High Volume Data Extraction
The Problem: Way Too Much Information
A major brokerage firm allows clients to trade stocks and mutual funds online. In order to provide up-to-date information to these clients, the firm relies on an organization called Morningstar, which rates and values every stock and delivers a report to firms every month. It is vitally important in the industry that the information be current by the 3rd of every month, in order to keep traders informed on performance. Firms such as our client offer warrantees to their clients, meaning that they risk serious losses if they fail to provide up-to-date performance data.
But taking the information that Morningstar generates and providing it to clients is not a simple proposition. The monthly files report in detail on every stock on the market — meaning enormous file sizes, from 16 to 32 gigabytes — and are uploaded on the Morningstar website for brokers to download. Of course, a download of that size takes a lot of time, and if anything interrupts it, it has to be started all over again. Our client would take three to four days to download, transform and load the whole file, and an employee had to monitor the download the whole time to make sure that no time was lost if an error occurred.

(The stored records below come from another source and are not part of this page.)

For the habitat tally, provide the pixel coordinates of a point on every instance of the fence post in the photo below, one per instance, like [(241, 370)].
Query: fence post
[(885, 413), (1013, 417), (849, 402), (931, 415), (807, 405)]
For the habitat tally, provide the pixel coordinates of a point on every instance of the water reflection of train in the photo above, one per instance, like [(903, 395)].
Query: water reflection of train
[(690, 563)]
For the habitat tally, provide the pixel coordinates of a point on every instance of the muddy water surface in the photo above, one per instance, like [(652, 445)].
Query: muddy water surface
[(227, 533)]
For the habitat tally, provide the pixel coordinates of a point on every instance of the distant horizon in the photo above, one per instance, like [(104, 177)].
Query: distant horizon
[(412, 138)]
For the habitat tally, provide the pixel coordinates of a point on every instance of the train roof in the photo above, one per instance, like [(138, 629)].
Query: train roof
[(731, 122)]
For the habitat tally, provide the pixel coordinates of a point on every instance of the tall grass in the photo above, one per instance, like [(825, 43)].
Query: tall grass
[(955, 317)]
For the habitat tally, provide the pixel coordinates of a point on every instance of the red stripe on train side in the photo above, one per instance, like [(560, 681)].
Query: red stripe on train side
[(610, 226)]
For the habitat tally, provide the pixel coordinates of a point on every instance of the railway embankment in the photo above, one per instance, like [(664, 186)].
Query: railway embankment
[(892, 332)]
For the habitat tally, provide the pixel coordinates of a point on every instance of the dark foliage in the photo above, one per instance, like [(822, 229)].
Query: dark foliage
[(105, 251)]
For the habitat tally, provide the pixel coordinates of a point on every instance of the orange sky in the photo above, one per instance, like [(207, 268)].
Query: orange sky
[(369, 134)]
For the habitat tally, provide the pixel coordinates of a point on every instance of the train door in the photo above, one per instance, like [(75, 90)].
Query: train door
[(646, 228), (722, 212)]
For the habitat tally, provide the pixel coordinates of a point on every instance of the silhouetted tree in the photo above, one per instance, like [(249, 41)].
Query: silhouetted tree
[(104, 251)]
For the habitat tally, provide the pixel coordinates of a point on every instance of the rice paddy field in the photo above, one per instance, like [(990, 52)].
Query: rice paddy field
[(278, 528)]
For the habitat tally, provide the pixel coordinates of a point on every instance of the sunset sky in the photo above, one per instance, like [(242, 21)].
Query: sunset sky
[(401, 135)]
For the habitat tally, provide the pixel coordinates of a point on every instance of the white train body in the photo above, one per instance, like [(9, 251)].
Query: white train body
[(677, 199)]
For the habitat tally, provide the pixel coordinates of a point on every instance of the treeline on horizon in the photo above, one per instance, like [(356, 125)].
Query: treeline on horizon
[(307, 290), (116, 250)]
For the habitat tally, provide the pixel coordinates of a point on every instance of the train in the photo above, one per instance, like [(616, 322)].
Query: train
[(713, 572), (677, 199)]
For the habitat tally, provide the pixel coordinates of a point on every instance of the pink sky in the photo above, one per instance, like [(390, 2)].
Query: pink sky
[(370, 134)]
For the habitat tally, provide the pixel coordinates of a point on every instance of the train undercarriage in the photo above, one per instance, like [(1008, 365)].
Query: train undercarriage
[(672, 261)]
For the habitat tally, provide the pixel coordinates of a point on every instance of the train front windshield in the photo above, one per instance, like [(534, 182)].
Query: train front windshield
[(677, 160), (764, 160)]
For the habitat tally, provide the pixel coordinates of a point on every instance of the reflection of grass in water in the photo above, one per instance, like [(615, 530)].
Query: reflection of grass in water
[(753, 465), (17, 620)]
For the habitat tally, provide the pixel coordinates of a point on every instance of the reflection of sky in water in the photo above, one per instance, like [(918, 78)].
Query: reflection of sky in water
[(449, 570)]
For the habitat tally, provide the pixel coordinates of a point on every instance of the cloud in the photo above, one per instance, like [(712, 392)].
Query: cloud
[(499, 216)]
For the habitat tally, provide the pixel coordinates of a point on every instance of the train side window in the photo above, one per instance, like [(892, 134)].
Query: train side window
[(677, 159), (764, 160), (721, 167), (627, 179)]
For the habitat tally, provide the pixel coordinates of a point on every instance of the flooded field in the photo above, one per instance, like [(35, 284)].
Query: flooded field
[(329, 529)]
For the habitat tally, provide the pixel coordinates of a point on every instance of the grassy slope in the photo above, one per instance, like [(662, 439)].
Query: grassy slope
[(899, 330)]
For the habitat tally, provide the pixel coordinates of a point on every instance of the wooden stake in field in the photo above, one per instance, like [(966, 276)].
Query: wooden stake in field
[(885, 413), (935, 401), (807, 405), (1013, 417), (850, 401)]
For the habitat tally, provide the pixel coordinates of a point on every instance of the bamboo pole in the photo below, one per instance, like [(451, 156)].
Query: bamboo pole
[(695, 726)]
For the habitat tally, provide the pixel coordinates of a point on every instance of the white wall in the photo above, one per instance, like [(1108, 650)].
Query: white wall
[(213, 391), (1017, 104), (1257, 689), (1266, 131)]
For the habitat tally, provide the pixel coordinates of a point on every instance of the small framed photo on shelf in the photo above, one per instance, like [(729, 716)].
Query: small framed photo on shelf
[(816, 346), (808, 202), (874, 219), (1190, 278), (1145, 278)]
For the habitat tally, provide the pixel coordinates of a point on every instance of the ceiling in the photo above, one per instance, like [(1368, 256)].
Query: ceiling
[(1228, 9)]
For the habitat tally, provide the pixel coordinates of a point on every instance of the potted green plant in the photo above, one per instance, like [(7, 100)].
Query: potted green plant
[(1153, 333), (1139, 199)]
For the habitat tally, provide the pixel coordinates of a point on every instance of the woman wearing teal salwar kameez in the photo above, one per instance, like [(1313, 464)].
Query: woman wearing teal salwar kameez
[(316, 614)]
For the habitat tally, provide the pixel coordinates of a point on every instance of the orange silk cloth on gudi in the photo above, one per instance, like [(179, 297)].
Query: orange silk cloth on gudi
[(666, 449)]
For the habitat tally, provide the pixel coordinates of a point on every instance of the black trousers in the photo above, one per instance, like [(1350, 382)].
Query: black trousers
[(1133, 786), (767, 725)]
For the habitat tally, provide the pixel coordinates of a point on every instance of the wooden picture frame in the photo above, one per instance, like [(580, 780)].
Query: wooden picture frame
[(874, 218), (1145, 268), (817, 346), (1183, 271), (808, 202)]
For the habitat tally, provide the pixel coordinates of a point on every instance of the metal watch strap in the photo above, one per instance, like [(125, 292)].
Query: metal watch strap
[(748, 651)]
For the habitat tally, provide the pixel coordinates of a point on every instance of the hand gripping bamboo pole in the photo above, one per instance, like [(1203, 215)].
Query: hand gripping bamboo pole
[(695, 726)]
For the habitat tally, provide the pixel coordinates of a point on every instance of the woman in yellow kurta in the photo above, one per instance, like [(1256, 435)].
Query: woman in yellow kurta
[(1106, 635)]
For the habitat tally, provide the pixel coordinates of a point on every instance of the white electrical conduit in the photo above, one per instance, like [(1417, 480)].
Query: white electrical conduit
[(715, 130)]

Even with this precautions, there were times when the firm missed its deadline, meaning they lost credibility and had to pay out on customer warrantees.
The Analysis: Turn Down The Volume
In this case, there was an obvious solution that no one seemed to have thought of before. If the size of the file — the sheer volume of information — was causing so many problems, why not just break it down into a series of smaller files?
That was the easier part of the analysis. From there, it became an issue of how to effectively manage those smaller files to make the download process as efficient and reliable as possible.
The Solution: An Incredible Chain Reaction
Once we&rsqt;d put in place a program to divide the one huge file into sixteen smaller files, we were able to organize the download process in a way that seemed like common sense, even though industry giants had been struggling with the cumbersome downloads for years. Downloading a lot of small files one after another still takes less time, and is less vulnerable to failure, than downloading one huge one. But the process could be further improved by setting up the files to download in parallel, so employees wouldn’t have to wait for one part to download before starting the next part.
We automated the download process, creating a chain reaction in which finishing the download sets off the program to transform the data into a usable form, and finishing that transformation sets off the program to load the data. Using an event-driven mechanism meant that no one has to wait around to push a button to keep the process going.
Finally, we equipped the process with a number of error-handling mechanisms, to prevent that frustrating issue of an employee having to “babysit” the download to make sure nothing went wrong. We’d created a download system that didn’t need to be started over from that beginning if anything disrupted it, meaning no more costly missed deadlines. But even more importantly, we’d reduced the time needed from three or four days to just three hours, saving huge amounts of time, effort, money and risk.